La niña que creció en un pequeño pueblo de Almería, entre veranos interminables, campos abiertos y sandías recién cortadas, difícilmente habría imaginado que acabaría viviendo en Mallorca y encontrando en la fotografía una forma de conservar el mundo.
Con el tiempo llegaron los libros, los viajes, el arte y las ciudades desconocidas.
Estudié Bellas Artes y pasé años viviendo lejos de casa, descubriendo otras culturas, otras formas de vivir y nuevas maneras de apreciar la belleza. Pero hubo algo que nunca cambió: mi fascinación por las personas y por esos pequeños detalles que suelen pasar desapercibidos.
Una mirada que dura apenas un segundo, una mano buscando a otra o el reflejo del sol dibujando formas sobre la piel. Cuando empecé a fotografiar, encontré una manera de detener esos momentos. De detenerlos antes de que desaparecieran.
Mi mirada ha ido siempre creciendo y transformándose con cada experiencia, cada viaje y cada persona que he fotografiado.

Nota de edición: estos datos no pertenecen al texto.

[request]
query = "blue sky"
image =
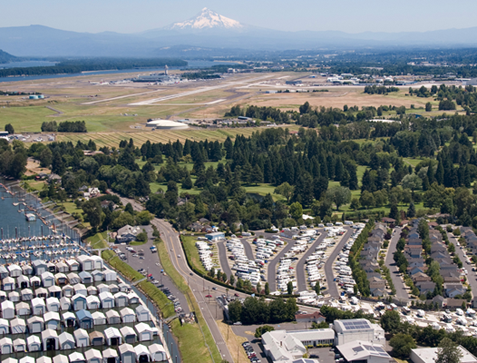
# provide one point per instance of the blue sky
(353, 16)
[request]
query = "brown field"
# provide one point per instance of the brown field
(107, 124)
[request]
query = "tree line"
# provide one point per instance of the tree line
(65, 126)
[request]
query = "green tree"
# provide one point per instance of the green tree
(448, 352)
(9, 129)
(354, 204)
(235, 311)
(285, 190)
(262, 330)
(411, 211)
(339, 195)
(402, 345)
(390, 321)
(296, 210)
(290, 288)
(187, 183)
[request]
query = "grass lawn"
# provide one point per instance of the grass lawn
(192, 343)
(233, 341)
(126, 270)
(188, 242)
(99, 240)
(161, 300)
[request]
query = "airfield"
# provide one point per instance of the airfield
(115, 109)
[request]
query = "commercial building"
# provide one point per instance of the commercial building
(357, 329)
(364, 352)
(429, 355)
(286, 346)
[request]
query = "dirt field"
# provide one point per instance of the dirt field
(111, 112)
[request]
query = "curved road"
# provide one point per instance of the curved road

Pero sigo sintiéndome atraída por lo mismo: aquello que ocurre de forma natural, sin artificios.
Observo, espero y dejo espacio para que las cosas ocurran. Me interesan más los gestos espontáneos que las poses perfectas, más la personalidad que la apariencia.
Hoy mi trabajo se mueve entre el retrato y la fotografía documental, con un lenguaje nutrido por el arte, la fotografía editorial y todos los lugares que he llamado hogar alguna vez.
Busco crear imágenes naturales y elegantes. Fotografías que no solo muestren cómo es alguien, sino que conserven su presencia;
Donde la dirección creativa y la fotografía se encuentran para construir imágenes que hablan de ti.